Da in China ein Teil von Nees Anhängern die Lehren Lees anerkannte, während der andere Teil sie ablehnte, kam es zu einer Unterscheidung zwischen der „alten Lokalkirche“ (Laodifangjiaohui, 老地方教会), welche die Lehren Nees anerkannte, aber jene von Lee ablehnte, und der „neuen Lokalkirche“ (Difangjiaohui, 地方教会), Lees eigener Organisation.
Ich stieß zum ersten Mal auf Lees Bewegung, als diese in den USA die Bewegung von Watchman Nee fortführte, und meistens den Namen Lokalkirche verwendete. Nees Bücher wurden auch von einer Gruppe von Evangelikalen verbreitet, die nicht zu den Nee-Gemeinden gehörten, sondern seine Bücher in verschiedenen Glaubensgemeinschaften, die auf Keswick ausgerichtet waren, verwendeten, darunter unter anderem die Offene Brüderbewegung. Außerdem gab es mehrere Gemeinden in den USA, die in direktem Zusammenhang mit Austin-Sparks standen (und in diesem Jahrhundert alle verschwunden sind).
In China entwickelten sich am Ende der Kulturrevolution die drei Splittergruppen. Zur Zeit der Revolution war Nees Bewegung die größte protestantische „Glaubensgemeinschaft“ gewesen und viele davon blieben Nee während der Jahre seiner Gefangenschaft und auch nach seinem Tod treu. Währenddessen musste Lees Bewegung außerhalb von China mit anderen Regierungen zurechtkommen (besonders mit denen von Taiwan und den USA) und Möglichkeiten finden, unter deren Gesetzgebung bestehen zu bleiben. In Taiwan herrschte Kriegsrecht und in den USA ein System, das es befürwortete, dass sich religiöse Gruppen in Form von Non-Profit-Unternehmen organisierten. Als wir versuchten, einen Angriff gegen sie abzuwehren, den der baptistische Anti-Sekten-Aktivist Walter Martin (1928-1989) unter dem Vorwurf, es handele sich dabei um eine „Sekte“, gestartet hatte, mussten wir ihre Leitung in den USA fragen, wie sie sich überhaupt nannten.
Können Sie den Begriff „Wiedererlangung des Herrn“ näher erläutern?
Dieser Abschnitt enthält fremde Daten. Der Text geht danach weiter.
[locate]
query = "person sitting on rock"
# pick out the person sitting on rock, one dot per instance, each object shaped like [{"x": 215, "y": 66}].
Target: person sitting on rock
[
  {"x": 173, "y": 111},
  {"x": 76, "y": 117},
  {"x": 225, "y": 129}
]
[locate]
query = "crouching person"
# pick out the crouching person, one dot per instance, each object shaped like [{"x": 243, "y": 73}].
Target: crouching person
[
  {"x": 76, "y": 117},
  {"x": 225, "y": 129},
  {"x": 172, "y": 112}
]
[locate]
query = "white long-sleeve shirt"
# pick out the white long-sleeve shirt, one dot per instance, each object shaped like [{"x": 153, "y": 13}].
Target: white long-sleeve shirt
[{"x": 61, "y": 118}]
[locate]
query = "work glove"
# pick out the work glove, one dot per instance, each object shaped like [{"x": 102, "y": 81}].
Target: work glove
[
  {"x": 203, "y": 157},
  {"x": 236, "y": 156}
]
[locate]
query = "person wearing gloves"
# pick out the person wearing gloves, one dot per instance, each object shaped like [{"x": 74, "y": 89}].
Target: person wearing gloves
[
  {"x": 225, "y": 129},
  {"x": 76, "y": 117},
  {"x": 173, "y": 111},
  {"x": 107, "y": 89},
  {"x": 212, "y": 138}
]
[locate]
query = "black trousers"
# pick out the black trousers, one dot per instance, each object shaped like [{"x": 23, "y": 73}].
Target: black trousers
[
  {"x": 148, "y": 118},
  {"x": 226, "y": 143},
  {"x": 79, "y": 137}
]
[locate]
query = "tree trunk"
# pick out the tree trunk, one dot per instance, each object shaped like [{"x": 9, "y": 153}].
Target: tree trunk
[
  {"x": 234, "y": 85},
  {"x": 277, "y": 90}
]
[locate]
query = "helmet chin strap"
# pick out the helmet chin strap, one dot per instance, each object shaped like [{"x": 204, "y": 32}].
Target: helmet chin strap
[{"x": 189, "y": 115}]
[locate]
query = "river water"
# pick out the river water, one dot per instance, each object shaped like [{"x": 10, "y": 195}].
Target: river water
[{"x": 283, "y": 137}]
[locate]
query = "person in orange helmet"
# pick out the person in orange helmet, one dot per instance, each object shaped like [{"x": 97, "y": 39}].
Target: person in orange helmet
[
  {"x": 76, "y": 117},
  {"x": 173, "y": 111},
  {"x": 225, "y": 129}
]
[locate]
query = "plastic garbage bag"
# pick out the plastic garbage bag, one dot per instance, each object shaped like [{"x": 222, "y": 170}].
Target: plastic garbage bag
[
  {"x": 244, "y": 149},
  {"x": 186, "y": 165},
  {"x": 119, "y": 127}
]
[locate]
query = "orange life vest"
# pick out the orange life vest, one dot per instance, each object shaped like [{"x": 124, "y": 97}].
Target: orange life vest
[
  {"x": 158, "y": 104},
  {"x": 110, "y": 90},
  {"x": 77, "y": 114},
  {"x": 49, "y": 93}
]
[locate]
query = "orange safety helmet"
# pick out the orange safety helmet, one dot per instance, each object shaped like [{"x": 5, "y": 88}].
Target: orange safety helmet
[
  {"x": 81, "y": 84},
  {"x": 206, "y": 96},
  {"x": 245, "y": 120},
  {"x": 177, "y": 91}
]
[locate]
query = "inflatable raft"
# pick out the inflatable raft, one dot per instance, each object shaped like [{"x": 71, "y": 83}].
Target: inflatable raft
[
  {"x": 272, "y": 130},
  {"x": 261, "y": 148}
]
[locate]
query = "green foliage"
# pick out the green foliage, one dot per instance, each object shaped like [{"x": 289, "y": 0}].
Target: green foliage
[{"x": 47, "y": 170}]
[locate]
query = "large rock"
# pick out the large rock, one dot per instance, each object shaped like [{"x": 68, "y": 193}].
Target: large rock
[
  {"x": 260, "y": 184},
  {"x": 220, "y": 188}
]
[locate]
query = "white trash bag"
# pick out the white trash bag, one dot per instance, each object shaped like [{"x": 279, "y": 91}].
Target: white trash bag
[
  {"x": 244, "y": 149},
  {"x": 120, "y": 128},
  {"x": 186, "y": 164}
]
Dieser Begriff wurde in der Gruppe von Lee verwendet. Lees Problem bestand darin, seine neuen Lehren einzuführen und gleichzeitig seinen Anspruch auf die Nachfolge Nees aufrechtzuerhalten. Dies gelang ihm durch die Idee von der Wiedererlangung des Herrn. Er entwickelte eine Geschichte, die im Wesentlichen besagt, dass die Kirche im biblischen Sinne in der nachapostolischen Zeit verloren gegangen sei, hauptsächlich während der Zeit Konstantins. Laut Lee begann die Wiedererlangung der Kirche im biblischen Sinne mit Martin Luther (1483-1546) und wurde unter verschiedenen Kirchenführern, darunter John Wesley (1703-1791) bis hin zur Brüderbewegung fortgesetzt. Nee hatte bedeutend zu dieser Wiedererlangung beigetragen und Lee sah sich selbst als jemanden, der weiterführte, was Nee begonnen hatte. Er griff Nees Lehre von der Lokalkirche auf und bezeichnete seine Gemeinden als „Lokalkirchen“, um der Situation in den USA gerecht zu werden, wo er ständig von unterschiedlichen Seiten gefragt wurde, wie die Gruppe bezeichnet werden sollte. Dies führte zu Verwirrung, da der Begriff „Lokalkirche“ sowohl von der Gruppe verwendet wurde, die Lees Anspruch auf die Nachfolge Nees zurückwies, als auch von der Gruppe, die diesen Anspruch anerkannte. Wahrscheinlich wird Lees Gruppe im Westen weiterhin als „Lokalkirche“ und in China als „Versammlung“ (召会) bezeichnet werden, da in China der Name „Lokalkirche“ gemeinhin für Kirchen verwendet wird, die der Nee-Tradition verbunden sind, aber Lee nicht anerkennen.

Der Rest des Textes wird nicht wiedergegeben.